Asians eating pangolins to extinction

This scaly anteater has become the world's most illegally traded mammal

July 30, 2014 10:53 am | Updated 10:53 am IST

A pangolin carries its baby at a Bali zoo, Indonesia.

A pangolin carries its baby at a Bali zoo, Indonesia.

The scaly anteater, which looks like an artichoke with legs and a tail, is being eaten out of existence as its tasty meat is served up at banquets across Asia, conservationists said on Tuesday.

The pangolin, resembling a pine cone on legs, is the world’s only scaly mammal. It uses the scales as armour and uses its long, sticky tongue to catch prey.

The mysterious mammal is the prey of poachers with more than one million believed to have been snatched from the wild in the past decade.

In an update to the authoritative red list of endangered animals, all eight species of the anteater were upgraded to threatened status by the International Union for Conservation of Nature (IUCN).

According to experts at the Zoological Society of London (ZSL), the demand for pangolins native to Asia has been so great that poachers are now turning to Africa, where four of the species are found. Conservationists say there is already evidence of an underground, intercontinental trade in pangolins between Africa and Asia.
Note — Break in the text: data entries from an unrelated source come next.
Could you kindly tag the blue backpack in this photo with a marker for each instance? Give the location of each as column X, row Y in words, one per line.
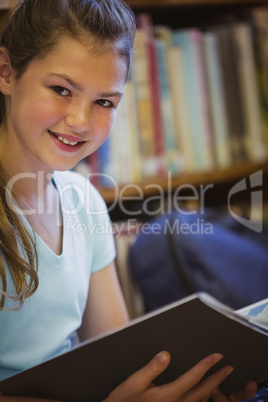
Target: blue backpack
column 181, row 254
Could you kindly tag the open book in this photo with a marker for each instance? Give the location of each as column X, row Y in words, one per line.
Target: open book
column 189, row 329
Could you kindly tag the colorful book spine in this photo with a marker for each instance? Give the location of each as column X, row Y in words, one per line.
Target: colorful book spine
column 249, row 87
column 180, row 111
column 216, row 99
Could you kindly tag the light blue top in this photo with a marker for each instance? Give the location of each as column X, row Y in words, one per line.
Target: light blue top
column 42, row 328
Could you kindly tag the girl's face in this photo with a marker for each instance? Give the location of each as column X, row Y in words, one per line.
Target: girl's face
column 64, row 105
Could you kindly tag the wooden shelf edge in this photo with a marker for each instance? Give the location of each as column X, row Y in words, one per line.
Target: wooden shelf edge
column 170, row 182
column 159, row 3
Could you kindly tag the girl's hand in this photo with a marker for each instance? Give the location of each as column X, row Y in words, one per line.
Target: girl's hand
column 247, row 393
column 139, row 386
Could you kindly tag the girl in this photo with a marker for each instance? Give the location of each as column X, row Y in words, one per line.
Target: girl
column 63, row 66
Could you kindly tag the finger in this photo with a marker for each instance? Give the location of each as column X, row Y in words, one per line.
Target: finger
column 218, row 396
column 144, row 377
column 192, row 377
column 209, row 386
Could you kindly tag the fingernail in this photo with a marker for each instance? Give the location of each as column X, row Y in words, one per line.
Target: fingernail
column 217, row 357
column 251, row 385
column 162, row 356
column 228, row 370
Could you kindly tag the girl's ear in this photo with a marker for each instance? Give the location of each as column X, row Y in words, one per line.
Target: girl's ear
column 5, row 71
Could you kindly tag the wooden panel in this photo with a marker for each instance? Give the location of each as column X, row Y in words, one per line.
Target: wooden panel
column 167, row 183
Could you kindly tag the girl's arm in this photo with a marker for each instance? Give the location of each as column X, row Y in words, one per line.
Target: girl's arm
column 106, row 308
column 23, row 399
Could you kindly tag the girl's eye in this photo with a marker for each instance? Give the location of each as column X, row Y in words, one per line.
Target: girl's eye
column 105, row 103
column 60, row 90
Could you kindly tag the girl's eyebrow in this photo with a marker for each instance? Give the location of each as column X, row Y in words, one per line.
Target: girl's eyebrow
column 78, row 87
column 68, row 79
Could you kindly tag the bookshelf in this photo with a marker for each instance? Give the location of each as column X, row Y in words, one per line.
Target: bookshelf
column 184, row 14
column 181, row 14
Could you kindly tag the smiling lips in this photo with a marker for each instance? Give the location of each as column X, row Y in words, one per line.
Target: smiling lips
column 65, row 140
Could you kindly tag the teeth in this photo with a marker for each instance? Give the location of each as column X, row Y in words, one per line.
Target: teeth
column 66, row 141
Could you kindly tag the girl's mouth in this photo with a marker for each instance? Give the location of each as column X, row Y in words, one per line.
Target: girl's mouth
column 64, row 140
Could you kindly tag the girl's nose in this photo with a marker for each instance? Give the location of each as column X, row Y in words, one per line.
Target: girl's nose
column 79, row 118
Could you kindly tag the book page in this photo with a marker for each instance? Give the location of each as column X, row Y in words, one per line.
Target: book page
column 257, row 313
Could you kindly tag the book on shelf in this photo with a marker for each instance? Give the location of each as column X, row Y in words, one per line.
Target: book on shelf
column 179, row 107
column 187, row 41
column 232, row 93
column 195, row 100
column 141, row 80
column 216, row 99
column 189, row 329
column 245, row 61
column 173, row 154
column 258, row 18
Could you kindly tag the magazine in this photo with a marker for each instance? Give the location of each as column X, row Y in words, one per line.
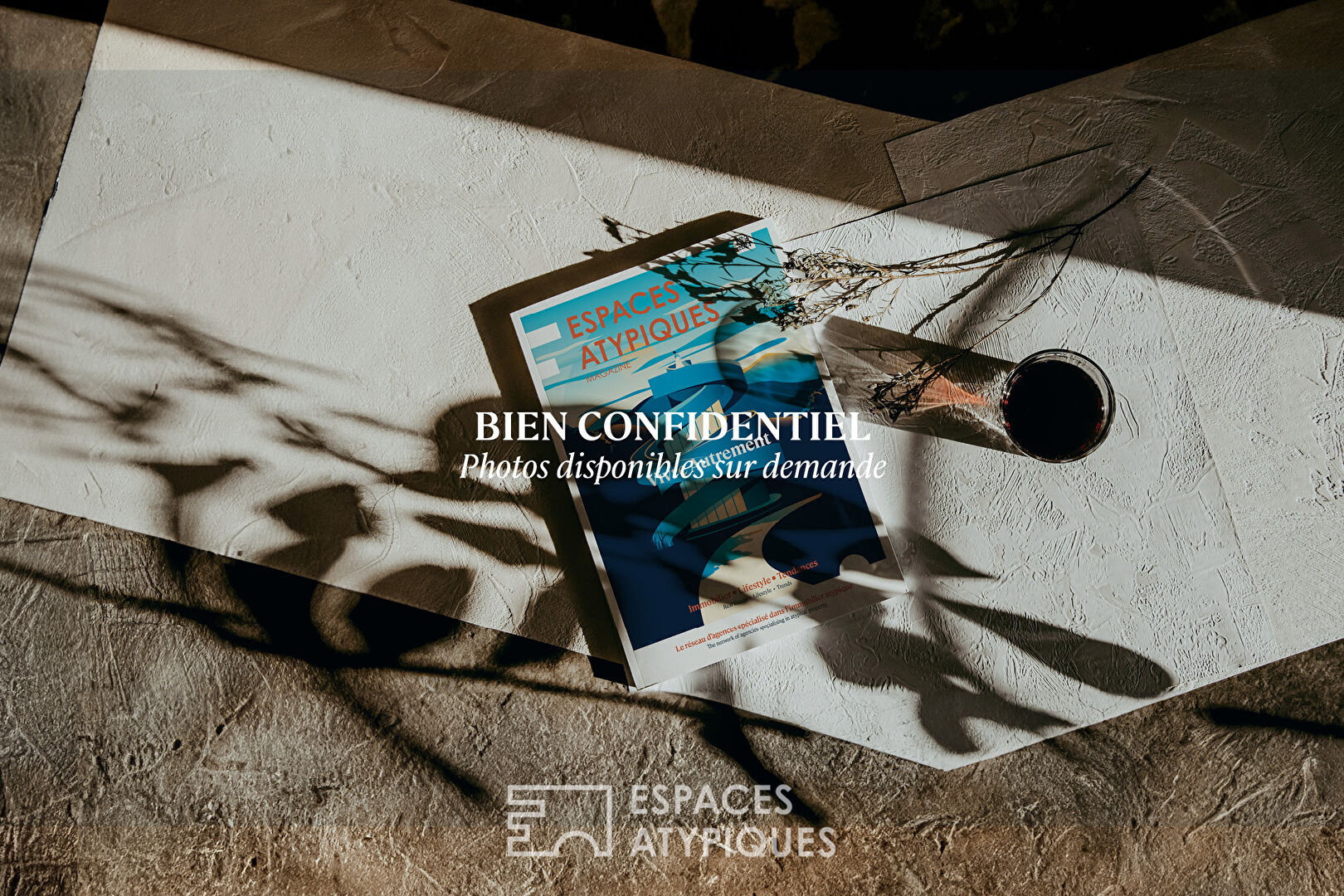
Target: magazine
column 738, row 519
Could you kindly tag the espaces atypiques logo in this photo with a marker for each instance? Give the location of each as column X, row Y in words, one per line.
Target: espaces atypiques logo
column 659, row 821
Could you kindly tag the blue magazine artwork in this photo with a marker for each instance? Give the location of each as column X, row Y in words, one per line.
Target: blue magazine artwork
column 699, row 567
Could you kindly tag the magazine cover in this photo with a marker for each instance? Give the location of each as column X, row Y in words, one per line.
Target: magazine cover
column 728, row 542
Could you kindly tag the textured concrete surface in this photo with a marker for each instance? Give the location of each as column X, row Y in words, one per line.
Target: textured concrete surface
column 1246, row 232
column 1043, row 597
column 179, row 723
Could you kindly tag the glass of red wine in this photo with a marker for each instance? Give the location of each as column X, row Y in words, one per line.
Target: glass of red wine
column 1057, row 406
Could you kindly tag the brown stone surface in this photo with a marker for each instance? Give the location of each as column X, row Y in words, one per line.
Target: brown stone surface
column 175, row 723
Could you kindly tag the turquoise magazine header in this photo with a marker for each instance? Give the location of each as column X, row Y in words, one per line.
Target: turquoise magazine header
column 733, row 527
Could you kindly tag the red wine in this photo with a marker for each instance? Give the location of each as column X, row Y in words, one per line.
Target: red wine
column 1054, row 409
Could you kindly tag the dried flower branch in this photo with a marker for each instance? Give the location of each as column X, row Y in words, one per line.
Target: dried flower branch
column 821, row 282
column 832, row 280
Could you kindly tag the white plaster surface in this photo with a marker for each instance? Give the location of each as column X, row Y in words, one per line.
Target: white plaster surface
column 1042, row 596
column 247, row 323
column 309, row 249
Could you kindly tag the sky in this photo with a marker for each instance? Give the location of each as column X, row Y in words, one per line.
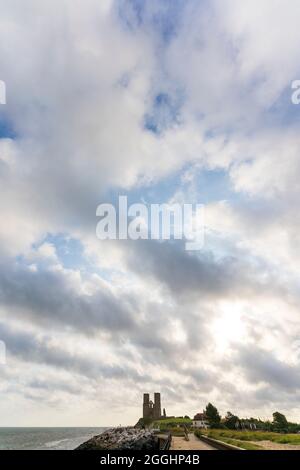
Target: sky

More than a million are believed to have been illegally caught over the last decade.

In fact, this scaly anteater has become the world's most illegally traded mammal, which has led the IUCN to step up conservation efforts in Asia and also Africa where traders are turning to meet the growing demand.

Why does it matter?

Conservationists want to save the pangolin from the dinner table and the annals of extinction as they are highly evolutionarily distinct. Extinction would wipe out 80 million years of evolutionary history.